Denn er war in unsägliche und darum unglückliche Liebe zu seiner Cousine
Elsbeth entbrannt und seit jener Zeit nicht länger willens, auch nur
einen Augenblick zu ruhen, bis dass er das Geheimnis der Unmöglichkeit
seines Liebens zugrunde geforscht hätte. Tapfer hielt er bis zu seinem
unglaublichen Ende bei sich, dass die Zeit des Schlafs Verschwendung und
folglich Sünde sei, ihm dereinst im Fegefeuer aufgerechnet werde, denn im
Schlaf sei man tot, jedenfalls lebe man nicht wirklich. Nicht von
ungefähr vergliche ein altes Wort Schlaf und Tod mit Brüdern. Wie,
dachte er, könne ein Mann reinen Herzens behaupten, er liebe sein Weib
ein Leben lang, tue dies aber nur des Tags und dann vielleicht nur über
die Dauer eines Gedankens?
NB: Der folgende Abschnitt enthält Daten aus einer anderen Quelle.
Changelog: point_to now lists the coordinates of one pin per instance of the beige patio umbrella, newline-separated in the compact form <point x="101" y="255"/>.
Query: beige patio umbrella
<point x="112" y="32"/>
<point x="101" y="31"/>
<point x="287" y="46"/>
Das könne nicht von Wahrheit zeugen, denn wer
schlafe, liebe nicht.
So dachte Johannes Elias Alder, und sein spektakulärer Tod war der letzte
Tribut dieser Liebe. Die Welt dieses Menschen und den Lauf seines elenden
Lebens wollen wir beschreiben.
(aus:
Robert Schneider, Schlafes Bruder. Roman, 1992, S. 9, Romananfang)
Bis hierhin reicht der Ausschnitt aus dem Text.